For the city, it’s always a question of communication, said one city official: how do we get news and information out to a community?
The city’s three-year-old cross-departmental effort PhillyRising program works inside 15 high-crime neighborhoods in hopes of empowering and organizing communities, but director John Farrell said the most common refrain he hears is, “I didn’t know about this,” whether it’s about a community meeting or a neighborhood computer lab or an afterschool program.
That’s why the city launched myPhillyRising, a web app tailored to each of the 15 PhillyRising neighborhoods. It’ll act as a virtual bulletin board that lists events, resources and facilities like computer labs and farmers markets.
Residents and organizations can submit events, news and even iCal feeds, and PhillyRising staffers will monitor and approve the content, Farrell said. There’s also a gamification feature where residents can earn points for their neighborhood by RSVP-ing to events and checking in, as well as a discussion board feature.
myPhillyRising was built by New York City and Philadelphia-based civic app shop OpenPlans, with former Philly Code for America fellows Aaron Ogle and Mjumbe Poe as the leads on the project.
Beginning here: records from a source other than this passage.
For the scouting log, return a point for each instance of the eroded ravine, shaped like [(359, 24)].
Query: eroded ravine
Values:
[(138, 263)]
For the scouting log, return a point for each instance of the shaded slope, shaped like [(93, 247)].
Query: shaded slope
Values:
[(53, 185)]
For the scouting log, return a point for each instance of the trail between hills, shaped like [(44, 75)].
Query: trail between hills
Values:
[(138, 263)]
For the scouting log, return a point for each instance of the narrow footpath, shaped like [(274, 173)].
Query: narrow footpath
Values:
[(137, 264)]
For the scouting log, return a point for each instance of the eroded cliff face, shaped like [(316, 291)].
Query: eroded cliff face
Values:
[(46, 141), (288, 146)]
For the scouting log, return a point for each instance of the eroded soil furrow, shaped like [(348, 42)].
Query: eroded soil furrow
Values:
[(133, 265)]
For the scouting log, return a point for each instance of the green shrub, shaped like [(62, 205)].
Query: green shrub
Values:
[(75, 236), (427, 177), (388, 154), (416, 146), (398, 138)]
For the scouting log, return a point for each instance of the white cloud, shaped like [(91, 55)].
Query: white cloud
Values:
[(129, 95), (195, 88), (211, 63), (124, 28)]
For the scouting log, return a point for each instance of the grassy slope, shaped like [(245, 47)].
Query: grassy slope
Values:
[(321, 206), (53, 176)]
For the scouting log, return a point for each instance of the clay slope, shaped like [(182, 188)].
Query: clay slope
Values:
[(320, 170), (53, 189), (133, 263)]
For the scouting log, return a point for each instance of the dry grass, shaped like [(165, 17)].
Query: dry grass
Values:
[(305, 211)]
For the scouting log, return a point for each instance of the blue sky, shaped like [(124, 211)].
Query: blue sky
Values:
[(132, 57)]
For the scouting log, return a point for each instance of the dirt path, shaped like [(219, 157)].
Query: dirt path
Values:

Poe and Ogle, who work out of Indy Hall, spoke to Philly residents and youth as part of their research in building the app, they said.
The firm responded to the February request for proposals for the project.
It was important that the app be accessible through mobile, said Managing Director Rich Negrin, acknowledging Philly’s digital divide problem and that while 40 percent of households don’t have Internet access, many Philadelphians use smartphones to access the Internet.
When asked if more features would be added, such as a crime map, Director of Civic Technology Tim Wisniewski said that it was not in the works because myPhillyRising aims to celebrate communities. Besides, he said, the city’s tech community has already done a great job of developing crime maps for residents to use. Though it’s worth noting that myPhillyRising’s target audience is certainly different from that of those crime apps, which are generally used by those who are already tied into the tech community in some way.
It’s also worth noting that Ogle and Poe worked on a project with a very similar mission called Change by Us while they were Code for America fellows in 2011. Two years after it officially launched, though listed as in beta and backed by Knight funding, it is all but silent. Technology is full of good ideas, but getting people to use it often the greater challenge.